7.8.1    Volatile Substances
7.8.2    Skin Irritants
7.8.3    Inhalation
7.8.4    Tetrachloromethane
7.8.5    Propanone
7.8.6    Turpentine
7.8.7    Aerosols
 

7.8.1    Volatile Substances

Solvents are generally highly volatile and toxic substances. They constitute the most common source of hazardous fumes in art and craft processes. Users of solvents or media containing solvents should find out exactly what they are and what they contain. This information is obtainable from the manufacturer or supplier.

top

7.8.2    Skin Irritants

Some solvents are primary skin irritants. Others may produce dermatitis and, by dissolving the natural grease of the skin, make it more vulnerable to damage by other substances.

top

7.8.3    Inhalation

Inhalation is the most common way in which toxic materials can enter the body.

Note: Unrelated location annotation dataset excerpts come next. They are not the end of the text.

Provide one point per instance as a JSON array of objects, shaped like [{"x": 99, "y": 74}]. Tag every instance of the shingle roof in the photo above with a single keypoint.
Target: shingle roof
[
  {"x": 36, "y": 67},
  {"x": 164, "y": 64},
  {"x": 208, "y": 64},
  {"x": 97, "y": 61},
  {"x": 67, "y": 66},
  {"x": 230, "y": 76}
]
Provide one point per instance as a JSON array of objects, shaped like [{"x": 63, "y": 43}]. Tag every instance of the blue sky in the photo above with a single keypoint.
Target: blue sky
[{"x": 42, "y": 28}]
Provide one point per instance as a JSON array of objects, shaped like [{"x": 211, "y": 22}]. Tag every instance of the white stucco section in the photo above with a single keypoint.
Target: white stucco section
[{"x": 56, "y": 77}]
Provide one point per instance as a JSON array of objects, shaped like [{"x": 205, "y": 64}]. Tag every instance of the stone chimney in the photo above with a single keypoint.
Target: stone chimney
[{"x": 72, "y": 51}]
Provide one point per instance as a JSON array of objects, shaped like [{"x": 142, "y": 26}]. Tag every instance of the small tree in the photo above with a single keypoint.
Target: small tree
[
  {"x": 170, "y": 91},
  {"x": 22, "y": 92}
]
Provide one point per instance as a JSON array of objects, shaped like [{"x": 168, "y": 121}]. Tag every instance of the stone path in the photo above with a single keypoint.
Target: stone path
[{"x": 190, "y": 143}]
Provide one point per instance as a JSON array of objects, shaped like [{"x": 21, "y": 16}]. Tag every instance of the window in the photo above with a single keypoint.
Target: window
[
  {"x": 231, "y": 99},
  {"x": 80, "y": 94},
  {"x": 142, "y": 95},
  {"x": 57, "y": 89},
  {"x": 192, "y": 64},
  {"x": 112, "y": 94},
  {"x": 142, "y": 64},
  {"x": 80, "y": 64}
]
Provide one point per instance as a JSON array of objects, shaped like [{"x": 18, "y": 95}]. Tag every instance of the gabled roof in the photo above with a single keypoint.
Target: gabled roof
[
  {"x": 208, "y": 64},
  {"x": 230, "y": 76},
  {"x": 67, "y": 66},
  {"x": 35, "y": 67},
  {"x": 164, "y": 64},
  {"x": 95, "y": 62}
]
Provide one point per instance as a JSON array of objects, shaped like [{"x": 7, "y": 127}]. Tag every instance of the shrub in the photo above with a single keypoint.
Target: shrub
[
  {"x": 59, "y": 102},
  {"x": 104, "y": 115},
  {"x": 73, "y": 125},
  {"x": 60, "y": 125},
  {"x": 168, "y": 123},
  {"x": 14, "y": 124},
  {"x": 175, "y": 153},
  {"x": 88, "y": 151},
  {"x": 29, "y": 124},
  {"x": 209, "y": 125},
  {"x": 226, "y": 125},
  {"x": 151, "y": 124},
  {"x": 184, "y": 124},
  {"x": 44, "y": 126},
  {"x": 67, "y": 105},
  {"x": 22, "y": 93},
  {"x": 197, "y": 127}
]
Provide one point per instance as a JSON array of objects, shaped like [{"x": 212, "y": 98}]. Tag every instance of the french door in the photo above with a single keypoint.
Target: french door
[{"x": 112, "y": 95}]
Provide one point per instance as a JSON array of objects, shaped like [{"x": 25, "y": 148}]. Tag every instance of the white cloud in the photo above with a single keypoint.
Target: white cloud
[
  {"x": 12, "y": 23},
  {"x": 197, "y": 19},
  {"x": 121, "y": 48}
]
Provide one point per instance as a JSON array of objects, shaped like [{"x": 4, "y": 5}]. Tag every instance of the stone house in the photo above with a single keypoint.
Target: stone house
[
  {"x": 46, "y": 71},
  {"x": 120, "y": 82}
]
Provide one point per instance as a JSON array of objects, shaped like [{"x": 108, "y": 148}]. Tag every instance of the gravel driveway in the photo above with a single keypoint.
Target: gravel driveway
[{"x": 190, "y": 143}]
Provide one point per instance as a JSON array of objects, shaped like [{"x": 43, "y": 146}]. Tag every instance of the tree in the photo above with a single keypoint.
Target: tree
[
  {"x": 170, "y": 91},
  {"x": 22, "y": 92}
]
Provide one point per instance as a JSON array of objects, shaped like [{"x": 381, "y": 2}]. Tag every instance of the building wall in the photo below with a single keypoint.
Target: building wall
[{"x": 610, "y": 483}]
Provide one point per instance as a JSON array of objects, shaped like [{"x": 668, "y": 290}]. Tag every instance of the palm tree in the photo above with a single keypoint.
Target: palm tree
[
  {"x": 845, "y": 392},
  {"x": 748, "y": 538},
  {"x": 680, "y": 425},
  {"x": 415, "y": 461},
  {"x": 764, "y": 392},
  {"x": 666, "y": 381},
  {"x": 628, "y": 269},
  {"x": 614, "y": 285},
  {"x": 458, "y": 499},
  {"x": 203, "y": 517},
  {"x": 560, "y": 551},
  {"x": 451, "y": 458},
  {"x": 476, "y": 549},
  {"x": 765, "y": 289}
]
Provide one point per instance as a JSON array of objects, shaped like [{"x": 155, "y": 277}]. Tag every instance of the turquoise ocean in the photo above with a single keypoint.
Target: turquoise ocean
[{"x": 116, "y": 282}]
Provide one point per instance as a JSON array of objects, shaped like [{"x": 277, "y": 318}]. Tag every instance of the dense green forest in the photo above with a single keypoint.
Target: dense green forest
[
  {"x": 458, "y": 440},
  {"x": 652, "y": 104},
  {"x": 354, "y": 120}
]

It is therefore very important that inhalation of solvent vapours is kept to a minimum. If work with solvents is carried out regularly, or on a large scale, appropriate means of ventilation must be installed.

top

7.8.4    Tetrachloromethane

Tetrachloromethane, although non-flammable, is highly toxic and should not be used.

top

7.8.5    Propanone

Propanone is one of the least toxic solvents, but it is highly flammable and should be used with extreme care.

top

7.8.6    Turpentine

Turpentine is neither highly toxic nor highly flammable, but it can be a primary skin irritant and possibly produce allergic reactions.

top

7.8.7    Aerosols

Aerosols present a considerable hazard, due to the presence of probably toxic and flammable solvents and other substances. They should be avoided if possible, but otherwise only used in a well-ventilated specialist area. They should never be used when other people are near.